Hacker News new | ask | show | jobs
by EdwardDiego 1681 days ago
Very much true. I saw a joke tweet recently something along the lines of - It's amazing how many data engineering scaling issues these days are being solved by just paying Snowflake more money.

Spark does take a lot of tuning, but then I'm guessing Databricks offer that service as part of your licensing fee? (I'd hope so if they're selling a product based on FOSS code, there has to be a value add to justify it)

1 comments

> I'd hope so if they're selling a product based on FOSS code, there has to be a value add to justify it

They have some proprietary features like DBIO [1]. They also have some cloud-specific features like storage autoscaling [2] that would not be available in OSS Spark.

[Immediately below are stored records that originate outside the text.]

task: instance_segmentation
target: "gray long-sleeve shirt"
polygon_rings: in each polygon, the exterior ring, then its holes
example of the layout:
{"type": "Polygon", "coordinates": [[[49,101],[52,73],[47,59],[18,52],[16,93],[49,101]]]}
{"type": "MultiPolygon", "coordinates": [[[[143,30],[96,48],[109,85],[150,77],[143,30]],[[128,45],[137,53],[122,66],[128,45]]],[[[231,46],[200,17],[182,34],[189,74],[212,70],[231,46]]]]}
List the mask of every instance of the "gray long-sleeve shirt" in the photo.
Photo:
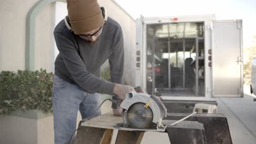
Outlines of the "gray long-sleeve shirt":
{"type": "Polygon", "coordinates": [[[60,53],[55,74],[89,93],[113,94],[115,83],[124,83],[124,40],[120,25],[108,17],[95,43],[89,43],[69,31],[64,20],[57,25],[54,37],[60,53]],[[108,59],[112,82],[100,79],[101,66],[108,59]]]}

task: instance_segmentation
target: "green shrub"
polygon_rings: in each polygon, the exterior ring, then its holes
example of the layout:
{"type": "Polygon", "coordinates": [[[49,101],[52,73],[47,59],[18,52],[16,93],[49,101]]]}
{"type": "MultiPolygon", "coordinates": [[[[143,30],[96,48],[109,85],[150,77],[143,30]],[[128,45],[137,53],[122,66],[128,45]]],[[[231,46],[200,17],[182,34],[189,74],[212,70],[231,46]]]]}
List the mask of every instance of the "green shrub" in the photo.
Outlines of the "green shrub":
{"type": "Polygon", "coordinates": [[[53,74],[45,70],[18,70],[0,73],[0,114],[13,111],[53,110],[53,74]]]}

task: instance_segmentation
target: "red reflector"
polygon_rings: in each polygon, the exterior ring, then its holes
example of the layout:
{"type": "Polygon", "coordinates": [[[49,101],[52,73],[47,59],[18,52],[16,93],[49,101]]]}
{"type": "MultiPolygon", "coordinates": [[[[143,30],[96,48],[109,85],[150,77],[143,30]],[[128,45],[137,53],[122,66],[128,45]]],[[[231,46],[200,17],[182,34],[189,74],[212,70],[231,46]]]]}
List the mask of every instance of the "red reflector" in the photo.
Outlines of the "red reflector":
{"type": "Polygon", "coordinates": [[[208,65],[209,65],[209,67],[212,67],[212,62],[209,62],[209,63],[208,63],[208,65]]]}
{"type": "Polygon", "coordinates": [[[208,59],[209,61],[212,61],[212,56],[210,56],[209,57],[208,57],[208,59]]]}
{"type": "Polygon", "coordinates": [[[177,17],[172,17],[171,20],[172,21],[177,21],[177,20],[178,20],[178,18],[177,18],[177,17]]]}
{"type": "Polygon", "coordinates": [[[137,56],[141,55],[141,51],[137,51],[136,52],[136,55],[137,55],[137,56]]]}
{"type": "Polygon", "coordinates": [[[136,64],[136,66],[137,66],[137,68],[140,68],[141,67],[141,63],[137,63],[136,64]]]}

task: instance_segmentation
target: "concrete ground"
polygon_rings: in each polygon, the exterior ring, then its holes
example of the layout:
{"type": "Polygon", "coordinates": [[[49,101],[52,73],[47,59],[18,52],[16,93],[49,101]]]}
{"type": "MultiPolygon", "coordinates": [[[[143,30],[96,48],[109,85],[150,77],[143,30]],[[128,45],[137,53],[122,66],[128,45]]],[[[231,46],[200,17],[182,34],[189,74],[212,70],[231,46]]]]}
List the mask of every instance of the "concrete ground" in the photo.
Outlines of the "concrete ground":
{"type": "Polygon", "coordinates": [[[233,143],[256,143],[256,101],[245,94],[243,98],[220,98],[218,113],[228,118],[233,143]]]}
{"type": "MultiPolygon", "coordinates": [[[[244,88],[241,98],[217,99],[218,113],[228,119],[234,144],[256,143],[256,101],[249,94],[248,86],[244,88]]],[[[167,133],[147,132],[141,143],[170,143],[167,133]]]]}

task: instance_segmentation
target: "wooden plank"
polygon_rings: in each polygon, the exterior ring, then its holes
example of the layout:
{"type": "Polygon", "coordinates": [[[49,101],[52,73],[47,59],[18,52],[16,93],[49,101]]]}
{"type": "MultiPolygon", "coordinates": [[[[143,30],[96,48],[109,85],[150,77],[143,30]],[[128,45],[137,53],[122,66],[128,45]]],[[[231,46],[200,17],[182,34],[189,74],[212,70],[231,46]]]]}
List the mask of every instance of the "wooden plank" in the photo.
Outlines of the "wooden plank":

Even Delta Lake [3] used to be proprietary, but I suspect the rise of open-source frameworks like Iceberg led them to open-source it.

Shameless plug - when working at a since-shutdown competitor to Databricks, I'd come up with storage autoscaling long before them [4], so it's not unlikely that they were "inspired" by us :-) .

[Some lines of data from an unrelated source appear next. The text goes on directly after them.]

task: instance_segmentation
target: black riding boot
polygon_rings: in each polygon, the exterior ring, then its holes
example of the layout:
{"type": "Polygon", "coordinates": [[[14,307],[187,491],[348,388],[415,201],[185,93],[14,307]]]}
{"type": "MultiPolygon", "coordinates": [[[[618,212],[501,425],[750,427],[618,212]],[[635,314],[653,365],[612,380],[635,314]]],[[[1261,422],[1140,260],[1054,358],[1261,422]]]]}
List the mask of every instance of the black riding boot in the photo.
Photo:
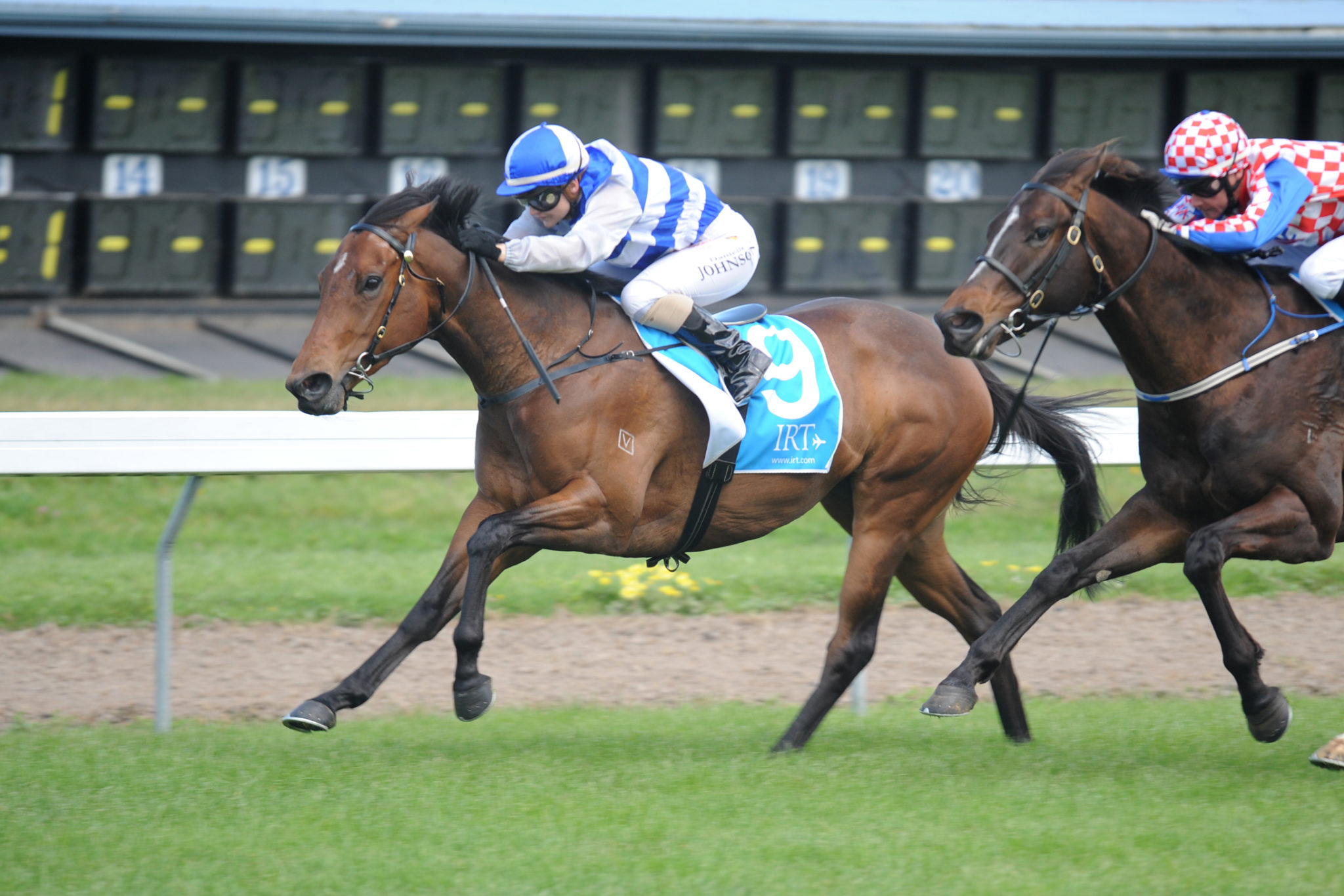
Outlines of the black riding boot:
{"type": "Polygon", "coordinates": [[[691,316],[676,334],[700,349],[723,372],[723,383],[735,404],[745,404],[751,398],[770,367],[769,355],[699,305],[692,306],[691,316]]]}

1. https://docs.databricks.com/spark/latest/spark-sql/dbio-comm...

2. https://databricks.com/blog/2017/12/01/transparent-autoscali...

3. https://delta.io/

4. https://www.qubole.com/blog/auto-scaling-in-qubole-with-aws-...

The open source Delta is not a replacement for the real thing - they did not include features like optimizing small files (small file problem is well known in big data, and much more of a problem once streaming gets involved) and others. It is more of a demo of the real thing. Which does not stop them from repeating everywhere how open they are, of course.

EDIT: the delta also still keeps partitioning information in the hive metastore, while iceberg keeps it in storage, making it a far superior design. Adopting iceberg is harder due to third party tools like AWS Redshift not supporting it - you have to go 100 % of the way.

>the delta also still keeps partitioning information in the hive metastore, while iceberg keeps it in storage, making it a far superior design.

Check out https://github.com/delta-io/delta/blob/3ffb30d86c6acda9b59b9... when you get a chance. You don't need hive metastore to query delta tables since all metadata for a Delta table is stored alongside the data

>they did not include features like optimizing small files

For optimizing small files, you could run https://docs.delta.io/latest/best-practices.html#compact-fil...